Also daß Bauhaus so anfällig ist, ist auch in meinen Augen ein Riesenblödsinn!

Tatsache ist eines: Heretiker gibt es in ALLEN Konzernen, da ja die Menschen eigentlich überall gleich sind. Wie die Konzerne mit dieser Materie umgehen ist eher wichtiger. Es hängt prinzipiell davon ab, wie zufrieden oder unzufrieden ein Individuum ist, daß er von der Dunklen Symmetrie beeinflußt werden kann.

1) Cybertronic
Angeblich sind die Leute bei Cybertronic für die Dunkle Symmetrie nicht anfällig - tatsächlich haben die Cybertronic Charactere einen Bonus gegenüber dem Einfluß.

Ich nehme an, die Leute sind deshalb weniger anfällig, weil ihnen einfach keine Möglichkeit gegeben wird bzw. bemerken, daß sie unzufrieden sind. Dadurch ist auch wenig Interesse gegeben, auf was anderes zu hören bzw. was anderes zu probieren.

Aber ich denke, da wird es genauso Fälle geben, aber diese werden sehr schnell aufgedeckt (gute Überwachung!) und die betroffenen Subjekte durch andere ersetzt.

2) Mishima
allein schon durch das Kastensystem sind die Leute eingeschränkt, da fällt es manchmal auch recht schnell auf, wenn einer "anders" ist. Kastensystem macht vermutlich die Leute auch anfälliger

Andererseits gibt es sogar organisation(en) bei Mishima, die mit der dunklen Legion zusammenarbeiten, auch wenn sie Gegner sind.

Das Kastensystem wird aber auch ein Grund für einige sein, unzufrieden zu sein, und somit sie anfälliger machen.

3) Capitol

da gibt es sicherlich viele Tiefen und Höhen. dazu ist eh schon alles gesagt worden.

4) Bauhaus

Bei Bauhaus wird eigentlich jedem ein Sinn gegeben, eine gesicherte Lebensgrundlage und es wird für einen gesorgt. Da kommt es sicherlich selten vor, daß der Durchschnittsbürger unzufrieden ist.

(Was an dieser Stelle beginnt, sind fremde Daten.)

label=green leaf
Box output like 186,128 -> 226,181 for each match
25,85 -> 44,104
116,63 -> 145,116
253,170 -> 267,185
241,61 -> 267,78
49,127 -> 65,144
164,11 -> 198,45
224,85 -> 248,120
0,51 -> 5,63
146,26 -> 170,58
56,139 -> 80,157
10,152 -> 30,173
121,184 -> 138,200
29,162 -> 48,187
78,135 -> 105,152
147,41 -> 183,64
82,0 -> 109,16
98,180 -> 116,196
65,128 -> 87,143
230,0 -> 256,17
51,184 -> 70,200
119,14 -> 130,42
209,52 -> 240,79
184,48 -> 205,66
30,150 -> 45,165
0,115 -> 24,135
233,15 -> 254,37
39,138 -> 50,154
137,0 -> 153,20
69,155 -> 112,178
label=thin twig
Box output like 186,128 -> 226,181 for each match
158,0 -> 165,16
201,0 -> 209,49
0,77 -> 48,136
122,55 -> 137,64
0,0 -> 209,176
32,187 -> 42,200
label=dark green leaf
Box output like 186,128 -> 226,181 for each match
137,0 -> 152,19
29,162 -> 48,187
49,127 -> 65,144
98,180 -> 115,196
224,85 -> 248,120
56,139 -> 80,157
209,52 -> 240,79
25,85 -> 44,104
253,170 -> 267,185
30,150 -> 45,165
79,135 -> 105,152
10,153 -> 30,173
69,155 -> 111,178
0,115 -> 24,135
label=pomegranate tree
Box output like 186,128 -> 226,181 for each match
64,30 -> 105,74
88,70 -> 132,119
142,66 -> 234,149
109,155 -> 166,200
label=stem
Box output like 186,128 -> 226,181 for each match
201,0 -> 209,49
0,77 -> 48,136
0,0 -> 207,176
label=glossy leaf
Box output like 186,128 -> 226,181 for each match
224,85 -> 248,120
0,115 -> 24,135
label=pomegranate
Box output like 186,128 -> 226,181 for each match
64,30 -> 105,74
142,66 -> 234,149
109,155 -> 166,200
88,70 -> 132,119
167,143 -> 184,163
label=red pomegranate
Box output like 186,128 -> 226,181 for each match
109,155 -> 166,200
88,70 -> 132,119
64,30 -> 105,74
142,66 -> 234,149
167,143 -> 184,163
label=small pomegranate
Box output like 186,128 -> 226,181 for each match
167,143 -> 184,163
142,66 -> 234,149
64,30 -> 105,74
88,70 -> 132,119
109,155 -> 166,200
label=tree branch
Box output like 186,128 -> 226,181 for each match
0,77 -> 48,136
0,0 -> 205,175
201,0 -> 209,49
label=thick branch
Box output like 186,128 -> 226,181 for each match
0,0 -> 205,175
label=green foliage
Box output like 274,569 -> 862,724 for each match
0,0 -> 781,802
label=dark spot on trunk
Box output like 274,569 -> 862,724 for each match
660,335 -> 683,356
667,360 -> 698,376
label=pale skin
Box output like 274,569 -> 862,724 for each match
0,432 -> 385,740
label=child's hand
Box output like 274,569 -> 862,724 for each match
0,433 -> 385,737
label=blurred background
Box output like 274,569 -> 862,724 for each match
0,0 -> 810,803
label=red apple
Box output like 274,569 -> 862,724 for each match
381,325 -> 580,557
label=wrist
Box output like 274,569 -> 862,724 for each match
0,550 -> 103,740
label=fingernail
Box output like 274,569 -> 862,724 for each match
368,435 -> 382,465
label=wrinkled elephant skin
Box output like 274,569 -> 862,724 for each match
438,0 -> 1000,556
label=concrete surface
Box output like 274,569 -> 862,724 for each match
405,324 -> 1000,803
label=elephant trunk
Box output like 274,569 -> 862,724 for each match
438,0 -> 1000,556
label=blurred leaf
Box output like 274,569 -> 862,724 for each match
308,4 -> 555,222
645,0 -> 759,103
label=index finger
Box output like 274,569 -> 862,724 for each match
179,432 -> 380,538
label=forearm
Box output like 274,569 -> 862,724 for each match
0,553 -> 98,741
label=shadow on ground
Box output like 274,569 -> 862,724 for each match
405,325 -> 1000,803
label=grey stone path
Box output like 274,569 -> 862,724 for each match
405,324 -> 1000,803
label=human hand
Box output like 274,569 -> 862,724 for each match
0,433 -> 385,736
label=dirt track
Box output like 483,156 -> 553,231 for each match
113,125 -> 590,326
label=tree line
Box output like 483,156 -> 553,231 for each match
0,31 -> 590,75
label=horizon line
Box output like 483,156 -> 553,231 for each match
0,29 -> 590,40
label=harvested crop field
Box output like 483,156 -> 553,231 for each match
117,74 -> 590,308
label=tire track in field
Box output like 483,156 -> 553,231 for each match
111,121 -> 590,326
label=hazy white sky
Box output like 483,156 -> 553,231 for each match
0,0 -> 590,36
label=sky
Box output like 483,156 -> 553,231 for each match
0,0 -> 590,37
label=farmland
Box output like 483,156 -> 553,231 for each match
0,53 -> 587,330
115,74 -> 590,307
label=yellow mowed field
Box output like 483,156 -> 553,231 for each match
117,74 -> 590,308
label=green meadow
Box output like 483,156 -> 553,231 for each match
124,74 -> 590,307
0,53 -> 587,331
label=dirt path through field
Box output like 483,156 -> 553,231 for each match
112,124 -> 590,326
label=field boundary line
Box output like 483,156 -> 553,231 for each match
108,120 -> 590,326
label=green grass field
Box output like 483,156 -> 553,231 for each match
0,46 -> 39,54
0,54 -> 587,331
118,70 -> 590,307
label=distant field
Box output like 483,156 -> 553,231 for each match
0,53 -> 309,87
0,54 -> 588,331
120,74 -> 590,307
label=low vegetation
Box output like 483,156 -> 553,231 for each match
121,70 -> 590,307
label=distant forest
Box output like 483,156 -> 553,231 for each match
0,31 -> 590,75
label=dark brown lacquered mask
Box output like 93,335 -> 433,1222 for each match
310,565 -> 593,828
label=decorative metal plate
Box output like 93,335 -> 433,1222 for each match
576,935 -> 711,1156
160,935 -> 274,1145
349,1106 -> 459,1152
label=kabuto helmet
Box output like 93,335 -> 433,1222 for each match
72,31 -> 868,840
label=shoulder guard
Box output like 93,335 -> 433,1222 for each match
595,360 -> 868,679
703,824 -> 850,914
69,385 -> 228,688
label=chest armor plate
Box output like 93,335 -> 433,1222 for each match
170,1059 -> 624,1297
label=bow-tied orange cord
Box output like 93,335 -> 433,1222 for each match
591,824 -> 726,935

Natürlich gibt es Menschen mit hochgesteckten Ambitionen.

Allerdings kann ich mir sehr gut vorstellen, daß es in den oberen Schichten mehr Menschen gibt, die anfälliger sind. Wieso? Weil sich einige langweilen. Andere sind machthungrig und können nicht genug kriegen. Oder wiederum andere sind zwar in dem erhabenen Kreis, aber eben nicht erhaben genug - da entsteht genug Neid und Gier nach mehr.

5) Imperial

ist auch schon alles gesagt worden

6) Bruderschaft

Die Bruderschaft hat eine Struktur, die einerseits viel Hoffnung gibt, andererseits wohl auch in gewissen Bereichen genug unzufriedene schafft. Da ist aber vermutlich die Menge an Heretikern sehr gering.

Tatsache ist, die Bruderschaft muß beim aufspüren und eliminieren von Heretikern effektiver sein als alle anderen Konzerne. Nicht nur, daß sie ein Image aufrechterhalten müssen, die Bruderschaft darf auch nicht unterwandert werden, um die effektivität ihrer Inquisition (unter anderem) zu beeinflussen.

So gesehen, kommt es nicht aufs Konzern an (außer Bruderschaft und Cybertronic), sondern eher auf den Ort, die Menschen, die Berufe, das Umfeld etc. an, wie viel anfällig die Menschen sind.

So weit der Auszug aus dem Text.